Preparing a Network for Distributed Processing

27

Additional Steps For Part-Time Distributed Processing With Shake

The following additional steps may be necessary for Shake users who cannot
consolidate all of the necessary source files (Shake scripts, media files, etc.) on a single
cluster storage volume.

Step 1:

Turn off the UNC (Universal Naming Convention) setting for Shake

To make sharing and volume mounting work smoothly in this setup, you need to turn
off the Shake UNC setting on each computer.

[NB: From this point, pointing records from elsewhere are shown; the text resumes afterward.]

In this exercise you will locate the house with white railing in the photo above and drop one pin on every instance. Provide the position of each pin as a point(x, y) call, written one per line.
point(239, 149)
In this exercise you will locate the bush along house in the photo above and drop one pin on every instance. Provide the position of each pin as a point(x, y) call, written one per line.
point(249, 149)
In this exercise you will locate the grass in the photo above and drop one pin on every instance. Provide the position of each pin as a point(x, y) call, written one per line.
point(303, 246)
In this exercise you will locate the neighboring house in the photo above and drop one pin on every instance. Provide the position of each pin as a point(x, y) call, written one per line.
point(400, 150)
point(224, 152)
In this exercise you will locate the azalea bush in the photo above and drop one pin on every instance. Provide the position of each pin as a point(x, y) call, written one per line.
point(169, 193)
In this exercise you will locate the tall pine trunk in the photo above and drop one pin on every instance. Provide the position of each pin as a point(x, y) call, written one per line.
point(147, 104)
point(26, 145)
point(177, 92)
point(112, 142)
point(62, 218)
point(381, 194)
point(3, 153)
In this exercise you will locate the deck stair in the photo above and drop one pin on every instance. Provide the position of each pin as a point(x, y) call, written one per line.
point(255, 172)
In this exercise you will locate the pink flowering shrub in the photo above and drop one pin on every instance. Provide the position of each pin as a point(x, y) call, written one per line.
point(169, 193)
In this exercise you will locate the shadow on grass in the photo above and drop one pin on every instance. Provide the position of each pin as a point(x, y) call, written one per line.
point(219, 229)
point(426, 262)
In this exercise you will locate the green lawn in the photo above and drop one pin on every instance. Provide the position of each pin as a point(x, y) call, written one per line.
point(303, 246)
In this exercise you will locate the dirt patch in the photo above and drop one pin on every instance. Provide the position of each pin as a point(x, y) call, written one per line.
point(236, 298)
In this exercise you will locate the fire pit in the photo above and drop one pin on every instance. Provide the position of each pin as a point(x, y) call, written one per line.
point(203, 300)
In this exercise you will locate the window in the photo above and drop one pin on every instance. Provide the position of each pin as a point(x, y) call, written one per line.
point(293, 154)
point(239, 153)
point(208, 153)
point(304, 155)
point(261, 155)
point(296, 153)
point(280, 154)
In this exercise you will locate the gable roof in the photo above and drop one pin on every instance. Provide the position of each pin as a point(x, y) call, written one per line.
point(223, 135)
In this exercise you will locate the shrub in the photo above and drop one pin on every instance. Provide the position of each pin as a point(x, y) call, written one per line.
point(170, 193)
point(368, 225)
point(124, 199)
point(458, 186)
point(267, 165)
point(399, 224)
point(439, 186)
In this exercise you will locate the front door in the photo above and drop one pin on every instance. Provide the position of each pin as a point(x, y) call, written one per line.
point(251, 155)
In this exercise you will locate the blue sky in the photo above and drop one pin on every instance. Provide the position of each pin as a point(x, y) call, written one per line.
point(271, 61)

The UNC setting uses the entire file
pathname, with the network address, in a convention that starts with
//ComputerName/DriveName/path. You don’t want Shake to use this filenaming
convention because it conflicts with the file sharing and volume mounting used
in this setup.

Note: All the media volumes created in Step 2 of “

Configuring Access for Part-Time

Distributed Processing

,” above, should have the same name.

The Shake startup .h file
In the three steps below, you make this change in a Shake startup .h file. As described
in the Shake documentation, the startup .h files, located in the startup directory, are
used to customize Shake settings (similar to setting preferences).

To turn off the UNC setting, do the following on each of the computers:

1

Log in as the user who will use Shake on the computer.

2

Double-click the Terminal icon in /Applications/Utilities to open a Terminal window.

3

Enter these two command lines in the Terminal window, pressing Return after each
command line:

mkdir -p ~/nreal/include/startup/

echo 'script.uncFileNames = 0;' > ~/nreal/include/startup/UNC_off.h

Step 2:

Turn Personal File Sharing on

On each computer, open System Preferences, click Sharing, and turn on Personal File
Sharing. This allows the computers to share the media volumes.

Step 3:

Mount all the media storage volumes

On each computer, log in as the administrator. (The first user account you create when
you set up Mac OS X is an administrator account.) Then, on each computer in the
group, use the Connect to Server command in the Finder’s Go menu to mount each
media volume.

On each computer, you need to:

 Enter another computer’s name in the Connect to Server dialog.
 Choose the associated media volume (FireWire drive) as the volume you want to mount.

Do this until all the computers are mounting all the media volumes in the cluster.